IASC - International Astronomical Search Collaboration - logo

The International Astronomical Search Collaboration (IASC) is a citizen science program that started in 2006, founded by Patrick Miller, a professor at Hardin-Simmons University in Abilene, Texas. This program makes use of telescopes all over the globe to capture images of the sky that are then distributed in schools and analysed by students in order to identify objects that move quickly against the background stars.

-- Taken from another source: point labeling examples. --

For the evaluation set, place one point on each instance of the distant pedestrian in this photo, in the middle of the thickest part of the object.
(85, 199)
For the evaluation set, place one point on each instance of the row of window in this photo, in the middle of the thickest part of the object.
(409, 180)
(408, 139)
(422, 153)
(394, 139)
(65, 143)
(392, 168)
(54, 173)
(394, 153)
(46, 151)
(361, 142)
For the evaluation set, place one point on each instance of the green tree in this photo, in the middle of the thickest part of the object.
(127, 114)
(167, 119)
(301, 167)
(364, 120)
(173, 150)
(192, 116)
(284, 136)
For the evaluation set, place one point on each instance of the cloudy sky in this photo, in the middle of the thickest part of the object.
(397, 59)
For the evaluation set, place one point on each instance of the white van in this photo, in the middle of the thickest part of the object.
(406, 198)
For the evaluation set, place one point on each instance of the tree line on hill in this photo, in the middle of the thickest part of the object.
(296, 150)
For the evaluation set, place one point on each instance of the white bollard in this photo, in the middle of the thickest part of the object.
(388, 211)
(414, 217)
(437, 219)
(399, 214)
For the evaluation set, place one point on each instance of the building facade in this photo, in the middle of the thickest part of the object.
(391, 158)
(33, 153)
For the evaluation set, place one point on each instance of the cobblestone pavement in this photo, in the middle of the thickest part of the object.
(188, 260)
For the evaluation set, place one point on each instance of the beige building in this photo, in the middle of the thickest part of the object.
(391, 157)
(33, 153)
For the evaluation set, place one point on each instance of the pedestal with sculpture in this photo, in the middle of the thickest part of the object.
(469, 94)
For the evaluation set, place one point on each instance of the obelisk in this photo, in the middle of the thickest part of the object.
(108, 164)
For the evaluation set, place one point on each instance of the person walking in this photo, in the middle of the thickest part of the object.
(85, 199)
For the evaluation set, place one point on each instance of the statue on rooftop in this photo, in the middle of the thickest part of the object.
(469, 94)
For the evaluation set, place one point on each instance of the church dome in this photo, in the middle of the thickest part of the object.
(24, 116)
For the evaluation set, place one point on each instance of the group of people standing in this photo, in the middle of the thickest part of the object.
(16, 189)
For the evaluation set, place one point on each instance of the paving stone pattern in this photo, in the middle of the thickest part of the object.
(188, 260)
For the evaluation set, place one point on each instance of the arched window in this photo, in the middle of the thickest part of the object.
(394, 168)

Therefore, schools contribute to the discovery of new asteroids, helping to reduce part of the risk these objects may represent if they are eventually on a collision course with Earth.

In Portugal, the project took its first steps in 2007 with NUCLIO and Leonor Cabral (member of NUCLIO and, at the time, teacher at Cidadela High School, in Cascais). Through the years, hundreds of Portuguese schools, and also from Portuguese-speaking countries, joined the project, along with thousands of students, producing thousands of detections, many of which have received a provisional identification from the MPC (Minor Planet Center), the official organisation in charge of collecting observational data and cataloging asteroids.

Three of this objects have been confirmed as new asteroids, and the names proposed by the finders for two of them have already been officially accepted. Thus, we have Lusitano (2012 FF25), discovered by teams from four schools: Escola Secundária D. Maria II, in Braga, Escola Secundária Luís de Freitas Branco, in Paço de Arcos, Escola Secundária D. Inês de Castro, in Alcobaça, and Escola Secundária of Valpaços; Fado (2017 BF79), discovered by a team from Escola Secundária Dr. Manuel Gomes de Almeida, in Espinho; and 2012 KD19, discovered by a student at Escola Secundária D. Inês de Castro, in Alcobaça.

The coordination of the project in Portugal has been done by Ana Costa, a member of NUCLIO, and is now in the hands of Álvaro Folhas, professor of Physics and also a member of NUCLIO. New campaigns are launched every year, always with very good results!

Do you want to participate in the IASC/NUCLIO Asteroid Search Campaigns?

Please, contact Ana Costa or Álvaro Folhas via email: iasc@nuclio.org

NUCLIO provides sessions to explain the process and the use of the Astrometrica software. Interested parties should contact us by the same email.

NUCLIO Space Hunters

We are also giving the opportunity to students who want to participate in the campaigns and do not have an Astronomy Club or a teacher to coordinate the activity in their schools. Through NUCLIO Space Hunters, students are guided to explore new objects in the Solar System, using unique data and specialized software to make incredible discoveries.